Камо робко-почтительно, частью по-русски, частью по-грузински, объяснил, что он о предстоявшей перевозке тюфяка не знал. Выразил также мнение, что лучше было бы перевезти тюфяк вечером, когда стемнеет.
– Я твоего мнения не спрашиваю. Сделаешь, как я говорю! – прикрикнул Коба. Камо тотчас закивал головой. Испуганно кивала головой и Маро. Джамбул вмешался в разговор:
– Тюфяк мог бы перевезти любой кинто, – ласково сказал он, – как будто ни к кому не обращаясь. – Постороннему человеку не грозила бы опасность: в случае ареста он объяснил бы, что его наняли, и доказал бы свое алиби. Тогда как Камо, если схватят, то повесят.

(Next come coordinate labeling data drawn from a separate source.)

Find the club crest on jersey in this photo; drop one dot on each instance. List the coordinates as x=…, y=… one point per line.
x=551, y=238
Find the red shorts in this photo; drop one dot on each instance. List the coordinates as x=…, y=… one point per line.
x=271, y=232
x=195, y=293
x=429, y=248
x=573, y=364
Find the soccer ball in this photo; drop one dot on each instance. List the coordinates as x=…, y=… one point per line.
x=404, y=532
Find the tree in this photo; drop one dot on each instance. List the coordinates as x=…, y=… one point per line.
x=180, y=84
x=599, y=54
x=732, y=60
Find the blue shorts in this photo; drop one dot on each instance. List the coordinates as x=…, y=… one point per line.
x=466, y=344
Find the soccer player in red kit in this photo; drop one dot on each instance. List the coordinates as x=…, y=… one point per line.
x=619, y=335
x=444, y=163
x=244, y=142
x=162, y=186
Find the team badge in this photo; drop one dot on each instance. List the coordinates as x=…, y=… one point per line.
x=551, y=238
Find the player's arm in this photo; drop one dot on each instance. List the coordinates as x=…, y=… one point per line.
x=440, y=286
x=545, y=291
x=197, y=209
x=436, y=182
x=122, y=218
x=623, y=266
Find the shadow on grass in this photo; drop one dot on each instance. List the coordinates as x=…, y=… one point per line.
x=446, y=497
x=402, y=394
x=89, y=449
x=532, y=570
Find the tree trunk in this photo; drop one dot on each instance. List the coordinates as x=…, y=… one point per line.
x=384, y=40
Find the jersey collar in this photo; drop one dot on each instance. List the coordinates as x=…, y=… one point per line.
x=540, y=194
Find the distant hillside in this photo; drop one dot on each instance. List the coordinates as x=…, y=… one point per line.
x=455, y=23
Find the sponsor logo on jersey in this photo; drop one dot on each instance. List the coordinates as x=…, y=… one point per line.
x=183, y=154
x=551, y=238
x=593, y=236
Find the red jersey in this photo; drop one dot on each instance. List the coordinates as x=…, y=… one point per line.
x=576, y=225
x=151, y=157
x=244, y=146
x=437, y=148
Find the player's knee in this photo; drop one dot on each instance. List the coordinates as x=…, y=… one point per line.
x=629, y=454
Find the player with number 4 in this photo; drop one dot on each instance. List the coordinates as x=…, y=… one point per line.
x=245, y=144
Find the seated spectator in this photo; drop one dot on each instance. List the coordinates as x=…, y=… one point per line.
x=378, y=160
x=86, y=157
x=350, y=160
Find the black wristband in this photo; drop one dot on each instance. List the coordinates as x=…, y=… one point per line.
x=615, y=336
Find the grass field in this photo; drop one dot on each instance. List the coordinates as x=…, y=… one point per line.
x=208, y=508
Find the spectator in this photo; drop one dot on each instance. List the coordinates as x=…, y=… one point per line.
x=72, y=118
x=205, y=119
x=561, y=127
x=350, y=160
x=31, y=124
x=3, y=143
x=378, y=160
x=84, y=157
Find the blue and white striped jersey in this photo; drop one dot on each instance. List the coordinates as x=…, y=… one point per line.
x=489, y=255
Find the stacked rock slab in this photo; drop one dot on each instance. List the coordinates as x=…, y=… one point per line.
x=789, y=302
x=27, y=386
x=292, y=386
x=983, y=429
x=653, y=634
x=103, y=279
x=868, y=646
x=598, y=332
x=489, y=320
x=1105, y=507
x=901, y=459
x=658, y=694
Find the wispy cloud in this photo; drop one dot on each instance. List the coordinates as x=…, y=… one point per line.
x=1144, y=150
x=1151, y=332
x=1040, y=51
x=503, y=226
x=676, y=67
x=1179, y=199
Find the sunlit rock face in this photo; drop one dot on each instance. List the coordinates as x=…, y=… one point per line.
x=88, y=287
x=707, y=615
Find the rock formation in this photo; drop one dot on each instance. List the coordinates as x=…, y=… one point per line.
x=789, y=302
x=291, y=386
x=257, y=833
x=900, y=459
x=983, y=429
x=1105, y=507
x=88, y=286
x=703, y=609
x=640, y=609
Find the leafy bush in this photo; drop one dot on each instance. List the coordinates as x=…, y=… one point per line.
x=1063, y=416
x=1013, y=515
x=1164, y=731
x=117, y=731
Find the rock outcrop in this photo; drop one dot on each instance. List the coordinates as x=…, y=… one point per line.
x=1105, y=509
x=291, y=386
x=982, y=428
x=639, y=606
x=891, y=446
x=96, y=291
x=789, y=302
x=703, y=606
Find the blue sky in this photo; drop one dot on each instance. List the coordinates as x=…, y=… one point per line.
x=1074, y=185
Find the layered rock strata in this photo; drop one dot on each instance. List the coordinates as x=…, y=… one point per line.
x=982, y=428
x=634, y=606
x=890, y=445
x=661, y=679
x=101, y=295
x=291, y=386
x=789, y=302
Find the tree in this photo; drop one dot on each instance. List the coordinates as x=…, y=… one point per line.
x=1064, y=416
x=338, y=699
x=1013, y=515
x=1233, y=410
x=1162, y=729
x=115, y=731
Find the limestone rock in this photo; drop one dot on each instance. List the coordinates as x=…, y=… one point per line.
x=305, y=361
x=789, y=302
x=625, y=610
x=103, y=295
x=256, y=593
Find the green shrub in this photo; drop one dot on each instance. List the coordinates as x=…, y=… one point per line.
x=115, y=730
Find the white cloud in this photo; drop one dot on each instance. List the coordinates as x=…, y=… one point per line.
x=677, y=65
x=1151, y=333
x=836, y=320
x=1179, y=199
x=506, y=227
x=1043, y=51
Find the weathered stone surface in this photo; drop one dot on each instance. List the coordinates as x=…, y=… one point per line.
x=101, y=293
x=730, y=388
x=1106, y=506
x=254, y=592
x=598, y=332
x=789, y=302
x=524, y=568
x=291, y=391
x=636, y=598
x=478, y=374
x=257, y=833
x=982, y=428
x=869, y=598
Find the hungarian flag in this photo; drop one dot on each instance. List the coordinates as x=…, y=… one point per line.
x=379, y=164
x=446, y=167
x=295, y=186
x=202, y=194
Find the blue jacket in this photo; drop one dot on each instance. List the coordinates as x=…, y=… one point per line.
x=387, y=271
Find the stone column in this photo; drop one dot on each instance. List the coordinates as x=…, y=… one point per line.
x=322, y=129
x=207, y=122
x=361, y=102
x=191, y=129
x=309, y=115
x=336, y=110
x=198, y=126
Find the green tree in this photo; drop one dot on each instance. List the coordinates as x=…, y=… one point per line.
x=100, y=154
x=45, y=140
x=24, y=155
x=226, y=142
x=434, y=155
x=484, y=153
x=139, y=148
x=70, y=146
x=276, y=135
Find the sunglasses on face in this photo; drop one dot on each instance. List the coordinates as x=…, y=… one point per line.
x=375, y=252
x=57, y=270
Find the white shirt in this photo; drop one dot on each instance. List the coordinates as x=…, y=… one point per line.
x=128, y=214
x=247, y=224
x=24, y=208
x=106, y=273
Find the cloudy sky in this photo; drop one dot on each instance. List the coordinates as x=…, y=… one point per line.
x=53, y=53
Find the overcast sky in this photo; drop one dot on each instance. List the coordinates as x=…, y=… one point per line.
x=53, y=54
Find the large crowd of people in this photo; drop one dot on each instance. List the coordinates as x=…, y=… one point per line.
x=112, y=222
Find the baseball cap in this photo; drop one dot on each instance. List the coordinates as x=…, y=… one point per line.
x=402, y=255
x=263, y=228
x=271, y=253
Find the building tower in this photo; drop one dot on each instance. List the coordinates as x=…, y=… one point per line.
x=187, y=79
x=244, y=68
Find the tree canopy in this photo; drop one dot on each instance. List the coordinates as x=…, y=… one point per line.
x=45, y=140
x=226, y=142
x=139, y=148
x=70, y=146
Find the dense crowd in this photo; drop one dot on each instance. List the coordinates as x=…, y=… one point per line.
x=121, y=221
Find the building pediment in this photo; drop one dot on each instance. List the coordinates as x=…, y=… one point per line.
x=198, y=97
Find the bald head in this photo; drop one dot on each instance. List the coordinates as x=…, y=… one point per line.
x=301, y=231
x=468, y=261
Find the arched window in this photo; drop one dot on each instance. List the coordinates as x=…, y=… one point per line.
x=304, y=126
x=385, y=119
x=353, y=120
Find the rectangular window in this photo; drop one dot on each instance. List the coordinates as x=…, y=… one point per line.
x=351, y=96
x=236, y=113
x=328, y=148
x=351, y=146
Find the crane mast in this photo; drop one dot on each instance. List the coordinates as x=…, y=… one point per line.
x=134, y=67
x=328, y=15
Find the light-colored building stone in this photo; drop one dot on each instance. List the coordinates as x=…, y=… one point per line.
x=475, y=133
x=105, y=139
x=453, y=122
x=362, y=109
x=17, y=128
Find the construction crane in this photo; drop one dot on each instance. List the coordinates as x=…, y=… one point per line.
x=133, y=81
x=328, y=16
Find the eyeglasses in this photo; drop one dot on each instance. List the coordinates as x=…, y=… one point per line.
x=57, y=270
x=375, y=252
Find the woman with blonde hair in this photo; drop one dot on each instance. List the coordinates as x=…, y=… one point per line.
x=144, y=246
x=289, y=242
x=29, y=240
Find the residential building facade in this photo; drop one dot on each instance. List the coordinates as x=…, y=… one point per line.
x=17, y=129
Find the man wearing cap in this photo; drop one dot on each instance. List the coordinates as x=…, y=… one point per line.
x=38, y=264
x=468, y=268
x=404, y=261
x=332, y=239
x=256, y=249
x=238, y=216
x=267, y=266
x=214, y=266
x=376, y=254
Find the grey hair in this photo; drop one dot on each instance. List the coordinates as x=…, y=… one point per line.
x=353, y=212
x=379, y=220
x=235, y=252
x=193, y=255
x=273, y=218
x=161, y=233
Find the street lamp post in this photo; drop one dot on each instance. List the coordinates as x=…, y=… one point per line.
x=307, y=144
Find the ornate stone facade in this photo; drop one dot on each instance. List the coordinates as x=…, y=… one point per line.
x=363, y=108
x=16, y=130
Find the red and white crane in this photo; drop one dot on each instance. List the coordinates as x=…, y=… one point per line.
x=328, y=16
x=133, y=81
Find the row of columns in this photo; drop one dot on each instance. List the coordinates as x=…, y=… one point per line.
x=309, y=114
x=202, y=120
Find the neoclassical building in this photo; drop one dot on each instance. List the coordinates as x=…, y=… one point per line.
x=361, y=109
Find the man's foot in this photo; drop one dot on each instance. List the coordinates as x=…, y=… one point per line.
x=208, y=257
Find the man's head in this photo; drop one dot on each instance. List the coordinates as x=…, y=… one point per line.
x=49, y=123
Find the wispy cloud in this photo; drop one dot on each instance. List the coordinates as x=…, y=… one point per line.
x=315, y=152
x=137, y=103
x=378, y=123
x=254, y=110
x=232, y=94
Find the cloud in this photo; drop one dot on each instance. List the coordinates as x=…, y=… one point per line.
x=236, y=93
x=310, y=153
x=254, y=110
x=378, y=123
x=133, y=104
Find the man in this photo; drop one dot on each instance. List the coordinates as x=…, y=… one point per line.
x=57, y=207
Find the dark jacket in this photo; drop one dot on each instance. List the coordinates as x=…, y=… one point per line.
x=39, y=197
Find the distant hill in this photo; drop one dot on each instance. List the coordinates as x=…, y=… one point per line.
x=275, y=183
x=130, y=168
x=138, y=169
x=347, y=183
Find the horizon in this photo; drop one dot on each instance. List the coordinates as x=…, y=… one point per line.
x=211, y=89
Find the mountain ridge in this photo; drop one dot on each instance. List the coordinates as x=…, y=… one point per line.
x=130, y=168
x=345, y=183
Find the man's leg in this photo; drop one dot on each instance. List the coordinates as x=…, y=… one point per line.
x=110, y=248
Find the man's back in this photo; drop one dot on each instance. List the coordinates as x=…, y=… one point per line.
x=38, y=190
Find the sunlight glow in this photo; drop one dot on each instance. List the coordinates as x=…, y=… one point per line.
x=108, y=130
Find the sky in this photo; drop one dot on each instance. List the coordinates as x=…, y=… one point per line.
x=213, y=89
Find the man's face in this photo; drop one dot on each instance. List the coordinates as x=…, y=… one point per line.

Правда, кинто мог бы указать адрес квартиры, где получил тюфяк, – как бы наивно добавил он. В глазах Кобы скользнула злоба. Он занес в память слова Джамбула, но сдержался и, очень непохоже изобразив на лице добродушную улыбку, сказал:
– Тебя я прошу поехать за ними на другом извозчике. У тебя револьвер с собой?
– С собой, бичо. Хорошо, я поеду за ними. Разумеется, на небольшом расстоянии, а то они могут стащить деньги и удрать, – невозмутимо сказал Джамбул. Лицо Камо вдруг стало зверским.
– Слюши! – сказал он. Коба тотчас прервал его и столь же добродушно засмеялся.
– Он, конечно, шутит. Вот что, понять мое распоряжение нетрудно. Ты и она отнесете заведующему тюфяк. Затем спуститесь в залу. Там в одиннадцать часов астроном показывает дурачью всякую ерунду. Послушайте в толпе, вместе с толпой и выйдете. Вас не заметят. Если по дороге в обсерваторию на вас набросится полиция, стреляйте, разумеется, до последнего патрона и бегите в квартиру на Михайловскую. Разумеется, с тюфяком! – внушительно сказал он. – А на обратном пути ты, дурочка, пойди пешком одна. У тебя револьвера нет, отделаешься тюрьмой. А вы оба как хотите, стреляйте или не стреляйте. Тебе, Камо, все равно виселицы не миновать. За старые грешки. А против тебя улик нет, – обратился он к Джамбулу. – За ношение револьвера много если сошлют на каторгу. Ничего, папенька в Турции подождет, – сказал Коба, и на его лице снова выступила усмешечка. Джамбул вспыхнул. «И об отце знает! Следит за товарищами!»
– А тебе откуда известно, против кого есть улики и против кого нет?
– «Сорока на хвосте принесла», говорил в Таммерфорсе Ленин, – сказал Джугашвили. Он очень гордился тем, что говорил с Лениным и, как ему казалось, произвел на него сильное впечатление. – По делу на Эриванской ни против кого улик быть не может, значит, и против тебя нет.
– В обсерваторию я поеду, а в Финляндию отвозить деньги не поеду.
– Я тебе и не велю, – сказал Коба. Он давно решил, что деньги отвезет Камо: ему верил.
– Ты ничего мне велеть и не можешь!
Коба, не отвечая, опять обратился к Камо. Кратко и ясно повторил свою инструкцию; знал, что Камо с одного раза не понимает. «Да, свое дело он знает, это правда. Но отроду не видел человека, который был бы мне так противен», – думал Джамбул, внимательно слушая. Закончив объяснение, Коба встал. «Аудиенция кончена!» Тотчас встали Камо и Маро.